I think the gist of the criticism is for the administration's failure to anticipate and failure to act.

With information indicating the plans of Al Qaeda to use airplanes to attack builidngs that was circulating in the FBI, and even the Library of Congress, the government cannot continue to say that the concept of suicide hijackers using a planes as missiles targeting buildings in the USA could not have been anticipated by anyone. In fact, it was anticipated by several people within agencies of the government.

This is not a partisan criticism. Both the Clinton and Bush administrations should have been doing more to reform FAA, INS, CIA and FBI. That is hindsight for everyone. But it was the foresight of many others whose anticipation was not acted upon sufficiently by either administration.

The attacks of 9/11 were a wake-up for the government.

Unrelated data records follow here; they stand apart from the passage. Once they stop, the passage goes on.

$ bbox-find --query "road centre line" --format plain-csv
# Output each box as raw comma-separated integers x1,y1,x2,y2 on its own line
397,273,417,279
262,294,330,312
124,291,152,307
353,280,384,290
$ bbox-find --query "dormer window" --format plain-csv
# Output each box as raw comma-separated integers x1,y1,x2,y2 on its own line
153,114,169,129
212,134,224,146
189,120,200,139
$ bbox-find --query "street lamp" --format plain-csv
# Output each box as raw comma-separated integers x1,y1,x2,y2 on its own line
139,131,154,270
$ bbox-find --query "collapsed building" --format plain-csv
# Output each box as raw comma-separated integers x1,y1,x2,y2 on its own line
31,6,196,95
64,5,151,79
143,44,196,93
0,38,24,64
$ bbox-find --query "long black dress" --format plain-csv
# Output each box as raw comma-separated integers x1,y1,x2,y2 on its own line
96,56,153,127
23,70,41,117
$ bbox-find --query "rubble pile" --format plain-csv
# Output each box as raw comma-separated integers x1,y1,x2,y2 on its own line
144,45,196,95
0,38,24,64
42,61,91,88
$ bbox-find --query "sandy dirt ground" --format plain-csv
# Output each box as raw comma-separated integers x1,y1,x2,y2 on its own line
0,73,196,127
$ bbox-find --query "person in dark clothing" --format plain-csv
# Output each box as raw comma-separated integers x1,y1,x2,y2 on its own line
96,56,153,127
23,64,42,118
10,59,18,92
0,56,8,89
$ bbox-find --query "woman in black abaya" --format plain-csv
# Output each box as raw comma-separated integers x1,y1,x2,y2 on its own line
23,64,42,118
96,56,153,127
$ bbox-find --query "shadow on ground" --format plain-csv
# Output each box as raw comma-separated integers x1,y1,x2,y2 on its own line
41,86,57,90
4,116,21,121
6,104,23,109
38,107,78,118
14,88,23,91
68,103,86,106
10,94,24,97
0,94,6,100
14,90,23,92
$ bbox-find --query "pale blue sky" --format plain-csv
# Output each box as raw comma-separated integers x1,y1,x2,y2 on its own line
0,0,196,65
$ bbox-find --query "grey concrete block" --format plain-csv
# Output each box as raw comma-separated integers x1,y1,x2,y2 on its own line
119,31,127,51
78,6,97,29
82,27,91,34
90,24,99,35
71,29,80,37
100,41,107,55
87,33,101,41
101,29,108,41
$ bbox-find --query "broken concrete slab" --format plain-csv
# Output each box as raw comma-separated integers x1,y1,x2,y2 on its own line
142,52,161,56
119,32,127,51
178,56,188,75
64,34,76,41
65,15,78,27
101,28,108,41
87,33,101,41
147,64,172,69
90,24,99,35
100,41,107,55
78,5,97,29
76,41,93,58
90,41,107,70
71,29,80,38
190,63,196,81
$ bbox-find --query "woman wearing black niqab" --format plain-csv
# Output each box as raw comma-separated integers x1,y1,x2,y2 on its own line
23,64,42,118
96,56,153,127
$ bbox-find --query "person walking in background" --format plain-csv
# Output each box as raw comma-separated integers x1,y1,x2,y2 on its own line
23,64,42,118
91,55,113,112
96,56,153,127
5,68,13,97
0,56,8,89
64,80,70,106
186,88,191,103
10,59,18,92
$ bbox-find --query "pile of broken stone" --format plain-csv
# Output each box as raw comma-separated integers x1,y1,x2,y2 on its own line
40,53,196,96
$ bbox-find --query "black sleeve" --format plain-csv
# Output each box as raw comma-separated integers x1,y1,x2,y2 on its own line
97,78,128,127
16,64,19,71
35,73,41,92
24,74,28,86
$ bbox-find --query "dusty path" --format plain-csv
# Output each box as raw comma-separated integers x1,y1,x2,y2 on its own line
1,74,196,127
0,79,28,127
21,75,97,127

The government can't argue that, without the attacks of 9/11, they couldn't have been expected to anticipate such attacks and to prevent such attacks by eliminating known vulnerabilities. They can't seriously say they were doing everything that could reasonably be done. The government is trying to characterize this as a failure of intelligence. Well, the intelligence community is now going on the record to the extent that they can, given the limitations on their communications of classified information, to make a case that the failure was not of intelligence, but of leadership.

Everything the government is doing now to effect airport security and reform immigration and law inforcement should have been a priority of government well before 9/11. They know that now. There is a reasonable case being made that they knew or should have known that years ago.

Some argue that, although the government knew attacks of this nature were possible, even very likely, they also believed there would be no public tolerance of the limitations of civil liberties and personal inconveniences that would be required to prevent such attacks in anticipation.

They may have a point.

Maybe everyone had to get their priorities aligned for the government to do what it ought to have done, long ago.

Last edited by Nic Name; 05-18-2002 at 08:29 PM.